Lalu, Kartini memberanikan diri meminta mereka mengukir hewan. "Kartini mengatakan sang bapaklah yang menyuruh. Jadi, kalau terjadi sesuatu menjadi tanggungan bapaknya. Setelah itu, banyak yang berani mengukir gajah, macan, dan hewan lain. Kartini pun menggambarkan lewat macan kurung, gambaran penguasa tapi dikurung balutan adat. Saat ulang tahun Ratu Wilhemina, Kartini mengirimkan macan kurung dalam ukuran kecil sebagai hadiah atau suvenir."
Beranjak ke ruangan lain, Sekolah Kartini yang diperuntukkan bagi pribumi perempuan pertama di Indonesia didirikan tiga serangkai Kartini, Kardinah, dan Rukmini. "Belajarnya tidak memakai kursi tapi lesehan. Murid Kartini berasal dari belakang tembok pendopo. "
Tak jauh dari pendopo terdapat Museum Kartini Jepara. Perjalanan cukup dilalui dengan berjalan kaki sambil menikmati suasana Kota Jepara. Tahun 1975 Museum Kartini dibangun. Di dalamnya terdiri dari empat ruangan. Ruangan pertama, berisi koleksi peninggalan Kartini berupa benda peninggalan dan foto semasa hidupnya.

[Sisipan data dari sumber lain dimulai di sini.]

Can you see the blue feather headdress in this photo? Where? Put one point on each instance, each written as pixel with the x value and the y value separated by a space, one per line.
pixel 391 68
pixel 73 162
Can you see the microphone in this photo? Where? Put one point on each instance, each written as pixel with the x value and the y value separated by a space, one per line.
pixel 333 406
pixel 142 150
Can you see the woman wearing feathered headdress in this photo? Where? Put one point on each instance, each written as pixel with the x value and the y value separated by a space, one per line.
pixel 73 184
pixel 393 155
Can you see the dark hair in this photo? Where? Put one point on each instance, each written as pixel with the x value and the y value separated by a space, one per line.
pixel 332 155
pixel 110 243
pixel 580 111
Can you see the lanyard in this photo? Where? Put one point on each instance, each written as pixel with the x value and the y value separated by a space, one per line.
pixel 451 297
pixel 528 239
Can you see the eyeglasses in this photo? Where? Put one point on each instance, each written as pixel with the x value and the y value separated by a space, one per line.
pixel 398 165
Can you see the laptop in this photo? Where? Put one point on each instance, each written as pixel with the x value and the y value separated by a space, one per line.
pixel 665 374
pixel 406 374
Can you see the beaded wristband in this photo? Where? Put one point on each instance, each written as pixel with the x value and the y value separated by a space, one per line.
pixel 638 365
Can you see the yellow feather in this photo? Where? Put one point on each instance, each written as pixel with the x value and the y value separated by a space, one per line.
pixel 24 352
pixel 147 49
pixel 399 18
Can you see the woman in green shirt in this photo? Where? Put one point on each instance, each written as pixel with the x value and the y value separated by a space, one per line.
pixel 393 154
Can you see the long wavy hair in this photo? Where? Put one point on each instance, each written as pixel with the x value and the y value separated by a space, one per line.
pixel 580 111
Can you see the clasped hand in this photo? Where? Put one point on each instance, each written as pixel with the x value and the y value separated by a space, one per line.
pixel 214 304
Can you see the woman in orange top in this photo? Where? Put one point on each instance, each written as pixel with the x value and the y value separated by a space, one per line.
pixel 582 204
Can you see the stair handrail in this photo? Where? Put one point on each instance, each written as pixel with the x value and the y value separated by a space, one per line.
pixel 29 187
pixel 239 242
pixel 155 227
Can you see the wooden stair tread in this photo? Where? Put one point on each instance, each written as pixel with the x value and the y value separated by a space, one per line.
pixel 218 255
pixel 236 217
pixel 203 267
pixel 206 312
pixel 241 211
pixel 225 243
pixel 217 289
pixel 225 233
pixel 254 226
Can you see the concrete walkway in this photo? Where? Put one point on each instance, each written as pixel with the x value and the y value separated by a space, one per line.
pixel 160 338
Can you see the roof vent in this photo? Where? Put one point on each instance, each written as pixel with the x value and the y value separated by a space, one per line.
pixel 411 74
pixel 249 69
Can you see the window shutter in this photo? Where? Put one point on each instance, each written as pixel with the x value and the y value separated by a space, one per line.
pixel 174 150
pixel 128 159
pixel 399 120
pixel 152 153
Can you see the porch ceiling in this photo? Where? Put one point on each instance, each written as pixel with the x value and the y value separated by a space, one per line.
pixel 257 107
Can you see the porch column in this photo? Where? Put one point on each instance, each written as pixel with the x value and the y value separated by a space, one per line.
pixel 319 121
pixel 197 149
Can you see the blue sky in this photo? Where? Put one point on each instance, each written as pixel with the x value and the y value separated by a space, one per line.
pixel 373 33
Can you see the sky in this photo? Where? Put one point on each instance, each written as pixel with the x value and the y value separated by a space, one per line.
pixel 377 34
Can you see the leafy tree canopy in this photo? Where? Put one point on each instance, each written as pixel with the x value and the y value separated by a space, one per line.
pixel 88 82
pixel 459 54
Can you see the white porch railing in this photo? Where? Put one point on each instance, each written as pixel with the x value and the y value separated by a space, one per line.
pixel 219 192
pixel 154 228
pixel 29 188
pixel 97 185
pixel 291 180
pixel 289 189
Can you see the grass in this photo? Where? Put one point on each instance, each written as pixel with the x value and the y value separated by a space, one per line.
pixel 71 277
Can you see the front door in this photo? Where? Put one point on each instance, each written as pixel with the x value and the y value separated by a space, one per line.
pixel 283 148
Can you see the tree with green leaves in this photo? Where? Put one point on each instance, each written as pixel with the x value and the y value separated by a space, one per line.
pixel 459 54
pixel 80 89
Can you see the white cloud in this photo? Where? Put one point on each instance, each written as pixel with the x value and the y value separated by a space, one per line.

Pasangan Bram dan Kumoratih yang mendirikan Gelar Nusantara mengatakan, "Tujuan dari cultural trip ini membina keberlanjutan seni dan budaya kota tujuan yang berakar dalam masyarakat. Sekaligus merangsang tumbuhnya ekonomi rakyat melalui sektor pariwisata," jelas Bram.